The result has a type of `Some[Try[T]]`. When `isCompleted` is false, the result is `None`. Otherwise, the `value` method returns an `Success[T]` for a success and `Failure[T]` for a failure.

### 32.2 Operarions

• Run an async operation
• `Future(expr)`: the `apply` method.
• Transformation
• `map`: returns a new future that asynchronously transforms the orginal asynchronously computed result.
• `for` expression: `for` serializes its transformation. Futures created inside `for` expression are execuited sequentially.
• `flatten`: falts a `[Future[Future[T]]]` value into a `[Future[T]]` value.
• Creation: create already completed futures, doesn’t need `ExecutionContext`
• `Future.successful`: a `Success[T]`
• `Future.failed`: a `Failure[Throwable]`
• `Future.fromTry`: a `Success[T]` or a `Failure[Throwable]` based on the argument
• `Promise`: first create a `Promise[T]`, then call its `success(value)` or `failure(exception)` method, `complete(tryValule)`, or `completeWith(aFuture)`. Use `future` to get the created future object.
• Filtering a `Future` object
• `filter`: if future is failed, the `filter` is ignore.
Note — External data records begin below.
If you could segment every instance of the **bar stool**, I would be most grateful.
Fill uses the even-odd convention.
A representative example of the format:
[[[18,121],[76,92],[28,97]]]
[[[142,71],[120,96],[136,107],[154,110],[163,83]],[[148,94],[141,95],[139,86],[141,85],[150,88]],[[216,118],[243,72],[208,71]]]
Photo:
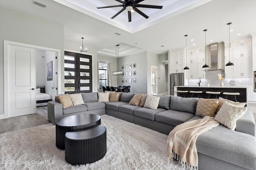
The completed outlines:
[[[190,91],[189,92],[192,94],[192,95],[191,95],[191,97],[193,97],[193,94],[194,93],[197,93],[198,95],[198,98],[199,98],[199,94],[202,93],[203,92],[202,91]]]
[[[183,94],[183,96],[185,97],[185,94],[188,92],[188,91],[187,91],[187,90],[177,90],[177,92],[179,93],[178,94],[178,96],[179,96],[179,95],[180,95],[180,93],[182,93]]]
[[[210,96],[211,94],[215,94],[215,96],[216,96],[216,98],[218,99],[218,98],[217,97],[217,95],[220,94],[220,92],[210,92],[210,91],[208,91],[206,92],[205,93],[207,93],[207,94],[209,94],[209,96],[208,96],[208,98],[210,98]]]
[[[235,99],[236,99],[236,102],[237,102],[236,100],[236,95],[240,95],[240,93],[238,92],[223,92],[223,94],[226,95],[227,96],[226,97],[226,99],[227,99],[228,98],[228,95],[234,95],[235,97]]]

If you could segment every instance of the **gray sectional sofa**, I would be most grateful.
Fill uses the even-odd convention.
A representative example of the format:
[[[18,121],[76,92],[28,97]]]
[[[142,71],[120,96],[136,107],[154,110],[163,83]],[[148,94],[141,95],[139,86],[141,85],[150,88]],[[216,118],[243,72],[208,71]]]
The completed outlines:
[[[120,93],[118,102],[98,102],[97,92],[82,94],[85,104],[63,109],[56,102],[48,102],[48,118],[56,121],[76,114],[106,114],[168,135],[178,125],[202,119],[195,114],[198,98],[160,96],[152,109],[128,105],[135,94]],[[200,135],[196,146],[200,170],[256,169],[255,123],[247,111],[236,122],[235,130],[220,124]]]

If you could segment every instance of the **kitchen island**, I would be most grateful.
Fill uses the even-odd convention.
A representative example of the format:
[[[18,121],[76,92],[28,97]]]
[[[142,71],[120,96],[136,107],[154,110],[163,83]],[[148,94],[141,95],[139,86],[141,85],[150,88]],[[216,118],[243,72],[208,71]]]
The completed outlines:
[[[189,92],[184,94],[185,97],[191,97],[192,94],[189,92],[190,91],[201,91],[202,93],[199,94],[200,97],[204,98],[208,98],[209,94],[206,93],[207,91],[220,92],[220,94],[217,94],[217,96],[221,97],[226,99],[226,95],[223,94],[224,92],[238,92],[240,95],[236,96],[237,102],[247,102],[247,87],[246,86],[230,86],[220,87],[217,86],[174,86],[174,96],[178,95],[177,90],[188,91]],[[183,97],[183,94],[180,94],[179,96]],[[198,97],[197,94],[194,94],[193,97]],[[215,95],[211,94],[210,98],[216,98]],[[233,95],[228,95],[227,99],[235,102],[235,98]]]

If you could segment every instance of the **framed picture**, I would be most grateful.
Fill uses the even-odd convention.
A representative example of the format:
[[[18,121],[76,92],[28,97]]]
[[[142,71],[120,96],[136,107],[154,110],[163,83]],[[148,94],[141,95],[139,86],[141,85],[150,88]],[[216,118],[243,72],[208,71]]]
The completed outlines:
[[[52,80],[52,61],[47,63],[47,81]]]

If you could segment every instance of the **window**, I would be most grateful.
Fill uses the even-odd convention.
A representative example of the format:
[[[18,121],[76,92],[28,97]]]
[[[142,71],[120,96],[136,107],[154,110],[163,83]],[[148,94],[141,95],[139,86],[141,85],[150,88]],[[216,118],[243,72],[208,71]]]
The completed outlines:
[[[65,93],[92,92],[92,56],[65,51]]]
[[[108,69],[107,63],[99,62],[99,89],[102,89],[102,86],[108,85]]]

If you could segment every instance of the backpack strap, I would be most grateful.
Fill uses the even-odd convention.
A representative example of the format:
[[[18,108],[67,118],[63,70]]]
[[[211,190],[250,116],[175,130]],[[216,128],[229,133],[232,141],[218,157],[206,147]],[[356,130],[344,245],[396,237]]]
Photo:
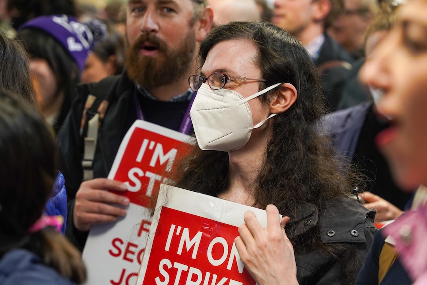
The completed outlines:
[[[88,84],[88,95],[80,123],[80,135],[83,136],[82,167],[83,181],[93,179],[93,161],[97,145],[98,129],[109,104],[108,94],[119,77],[107,77],[96,84]],[[87,131],[85,131],[86,130]]]

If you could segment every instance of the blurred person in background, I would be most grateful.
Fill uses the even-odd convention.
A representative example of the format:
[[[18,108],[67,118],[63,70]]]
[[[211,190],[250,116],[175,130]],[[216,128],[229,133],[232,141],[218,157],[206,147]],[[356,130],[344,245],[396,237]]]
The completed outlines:
[[[355,60],[363,57],[365,32],[378,10],[377,0],[345,0],[344,12],[327,31]]]
[[[214,10],[214,24],[233,21],[259,22],[261,12],[255,0],[208,0]]]
[[[353,58],[326,30],[344,0],[275,0],[272,22],[298,38],[320,74],[329,111],[336,110]]]
[[[65,15],[39,17],[19,28],[30,59],[38,101],[57,133],[75,97],[75,87],[92,48],[89,28]]]
[[[29,75],[28,58],[19,41],[10,39],[0,31],[0,90],[12,92],[26,101],[41,114],[36,100]],[[49,216],[61,215],[64,224],[61,228],[65,233],[67,221],[67,193],[65,180],[58,172],[52,196],[45,205],[44,213]]]
[[[55,141],[42,116],[0,91],[0,284],[82,283],[79,252],[42,215],[56,178]],[[53,226],[53,227],[52,227]]]
[[[77,16],[74,0],[2,0],[7,1],[11,25],[16,30],[24,23],[40,16]]]
[[[87,18],[83,23],[93,35],[94,47],[85,62],[81,82],[97,82],[107,76],[121,74],[126,56],[123,35],[101,20]]]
If future is succeeded, if the filter is satisfied, return the success value, otherwise, return an exeption.
• `withFilter`: used in `for` expression
• `collect partialFunction`: filter and transofrm.
• Dealing with failure
• `failed`: returns a new future that flips the failure and success
• `fallbackTo`: an alternate future to use in case of the orginal future fails.
• `recover partialFunction`: recover with a value when there is a match for failed result
• `recoverWith partialFunctoin`: recover with a new future when there is a match for failed result
• `transform(res => ???, ex => ???)`: handle both success and failure. The pattern can be a `Try` mapped toanther `Try` that allows you to control the success or failure.
• `transformWith()`: transform a future using `Try => Future` function.
• Combine Futures
• `zip`: transform two successful futures into a future tuple of both values. If there is a failure, first failure returns.
• `zipWith`: zip and transform
• `Future.foldLeft`/`Future.reduceLeft`: accumulates a ressult across an `Iterable` collection of futures.
• `Future.sequnce`: transforms a `TraversableOnce` collection of futures into a future `TraversableOnce` of values.
• `Future.traverse`: transforms a `TraversableOnce` of any element type to a `TraversableOnce` of future of `TraversableOnce` of values.
• Performing side-effects

• `foreach`: perform a side effect on success, nothing on failure. Also support the `for` loop syntax
• `onComplete { case Success(res) => ???; case Failure(ex) => ???}`
• `andThen { case Success(res) => ???; case Failure(ex) => ???}`: can control the order of `andThen` callbacks.

### 32.3 Testing With Futures

`Await.result` watis for value synchornously.

`ScalaFuture` trait adds a `futureValue` to a future.

Scalatest introduces `AsyncFunSpec`.

The pattern is staying asynchronously by performing a series of transformations. To get results out of future space, register side effects to be performed asynchronously once futures complete.